In response to pandemic-era supply chain issues — and subsequent shortages — Messouak wanted to create an “inventory checker” for certain products. He ultimately ended up taking AWS re/Start, an in-person or hybrid cohort-based program that occurs over the course of two to three months.
Troutman told HR Dive that her company leadership “has long believed in the power of skills training to change lives, transform businesses and uplift communities.” AWS Skill Builder has more than 600 courses on cloud and quantum computing, she said. The company also offers more than 65 courses on AI/ML through Skill Builder as well as AWS Educate, Troutman explained.
Not only did Messouak gain foundational IT skills; re/Start gave him about 70% of the knowledge needed to pass the AWS-certified solutions architect exam, he said.

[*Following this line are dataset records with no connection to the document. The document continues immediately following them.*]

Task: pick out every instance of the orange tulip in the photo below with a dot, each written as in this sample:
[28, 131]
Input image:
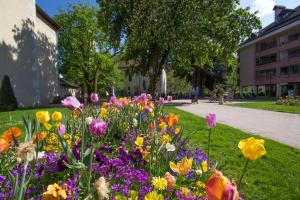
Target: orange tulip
[173, 120]
[218, 187]
[7, 135]
[3, 145]
[183, 167]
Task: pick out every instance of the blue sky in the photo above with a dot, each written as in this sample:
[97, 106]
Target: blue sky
[264, 7]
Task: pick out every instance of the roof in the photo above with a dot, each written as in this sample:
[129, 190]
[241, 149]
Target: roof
[65, 83]
[293, 16]
[51, 21]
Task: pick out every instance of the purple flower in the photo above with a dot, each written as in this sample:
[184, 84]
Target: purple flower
[113, 99]
[71, 102]
[61, 129]
[161, 101]
[97, 127]
[211, 120]
[94, 97]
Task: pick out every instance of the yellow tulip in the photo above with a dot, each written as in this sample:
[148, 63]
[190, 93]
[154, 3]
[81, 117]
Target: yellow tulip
[42, 116]
[183, 167]
[252, 148]
[56, 116]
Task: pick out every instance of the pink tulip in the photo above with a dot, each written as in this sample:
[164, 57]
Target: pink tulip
[61, 129]
[171, 180]
[161, 101]
[211, 120]
[94, 97]
[218, 187]
[230, 192]
[97, 127]
[71, 102]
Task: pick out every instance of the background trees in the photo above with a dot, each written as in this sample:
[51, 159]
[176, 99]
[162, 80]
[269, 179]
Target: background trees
[84, 51]
[8, 99]
[187, 34]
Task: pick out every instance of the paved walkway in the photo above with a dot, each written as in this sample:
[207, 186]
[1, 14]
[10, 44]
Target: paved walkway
[282, 127]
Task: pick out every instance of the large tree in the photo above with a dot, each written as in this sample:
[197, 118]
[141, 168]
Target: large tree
[184, 33]
[85, 55]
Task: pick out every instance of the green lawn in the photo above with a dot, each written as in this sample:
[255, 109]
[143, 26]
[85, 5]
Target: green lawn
[275, 176]
[269, 106]
[16, 117]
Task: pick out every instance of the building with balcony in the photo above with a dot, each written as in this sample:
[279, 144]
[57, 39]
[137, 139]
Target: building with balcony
[270, 59]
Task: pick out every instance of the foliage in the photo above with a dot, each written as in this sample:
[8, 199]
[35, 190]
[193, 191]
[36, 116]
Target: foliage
[272, 106]
[289, 101]
[84, 52]
[8, 100]
[125, 148]
[182, 34]
[176, 84]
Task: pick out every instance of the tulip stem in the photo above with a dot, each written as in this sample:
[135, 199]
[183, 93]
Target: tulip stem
[246, 165]
[90, 167]
[82, 136]
[208, 146]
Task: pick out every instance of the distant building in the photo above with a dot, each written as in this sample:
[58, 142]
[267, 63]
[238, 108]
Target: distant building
[137, 83]
[270, 60]
[28, 38]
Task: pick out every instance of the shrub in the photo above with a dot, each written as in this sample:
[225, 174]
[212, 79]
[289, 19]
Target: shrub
[8, 100]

Messouak also learned what he called “underrated” skills, such as goal-setting and the know-how to ace interviews.
“All the soft skills helped immensely in building up my network, and I have cohorts that I can lean on for advice,” he explained, adding that along with gaining an AWS cloud practitioner certification, he also received resume advice. Regarding AWS program facilitators, Messouak said, “They were an integral part of getting my job. I don’t think I would be where I am without the program.”